Geminal Carbon–Hydrogen Bond Activation in Cumulenes Promoted by Adjacent Iridium/Ruthenium Centers

The tetracarbonyl complex [IrRu­(CO)4(dppm)2]­[BF4] (dppm = μ-Ph2PCH2PPh2) (1) reacts with allene and methylallene, resulting in double, geminal carbon–hydrogen bond activation accompanied by H migration, one each to the β- and γ-carbons of the allene, yielding the vinylidene-bridged complexes [IrRu­(CO)4(μ-CC­(H)­R)­(dppm)2]­[BF4] (R = CH3 (2), C2H5 (3)). Reaction of 1 with 1,1-dimethylallene results in the activation of the pair of geminal C–H bonds together with one of the methyl C–H bonds, yielding the vinylvinylidene-bridged product [IrRu­(CO)4(μ-CC­(H)­C­(CH3)CH2)­(dppm)2]­[BF4] (4), accompanied by H2 loss. The addition of 1,1-difluoroallene to compound 1 does not lead to C–H activation but instead forms the fluoroallene-bridged adduct [IrRu­(CO)4(μ-κ1:κ1-F2CC–CH2)­(dppm)2]­[BF4] (5), bound through the unsubstituted end of the allene and having the CH2 group bound to Ru. This species rearranges, over 24 h at ambient temperature, to its isomer (5a), having the CH2 end bound to Ir. Although ethylene and propylene fail to react with 1 at ambient temperature, they react with the tricarbonyl analogue [IrRu­(CO)3(dppm)2]­[BF4] (8) at −20 °C to yield the alkenyl-bridged hydrides [IrRu­(CO)3(H)­(μ-κ1:η2-C­(H)CHR)­(dppm)2]­[BF4] (R = H (6), CH3 (7)), by activation of a single C–H bond. Compound 8 reacts similarly with allene at −20 °C, yielding [IrRu­(H)­(CO)3(μ-κ1:η2-CHCCH2)­(dppm)2]­[BF4] (11). None of these alkenyl or allenyl hydride species give rise to a second C–H activation upon warming.
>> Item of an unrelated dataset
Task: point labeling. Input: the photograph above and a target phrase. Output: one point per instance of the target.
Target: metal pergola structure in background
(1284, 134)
However, warming 11 in the presence of CO does yield 2, together with decomposition products. Removal of a carbonyl from the vinylidene-bridged complexes [IrRu­(CO)4(μ-CC­(H)­R)­(dppm)2]­[BF4] (R = CH3 (2), R = H (9)) generates the alkynyl hydride complexes [IrRu­(H)­(CO)3(μ-κ1:η2-CCR)­(dppm)2]­[BF4] (R = CH3 (12), H (10)), both of which can be converted back to the respective vinylidenes by CO addition. On the basis of these observations, a mechanism is proposed for the transformations of allene and methylallene into the methyl- and ethylvinylidene-bridged products, noted above.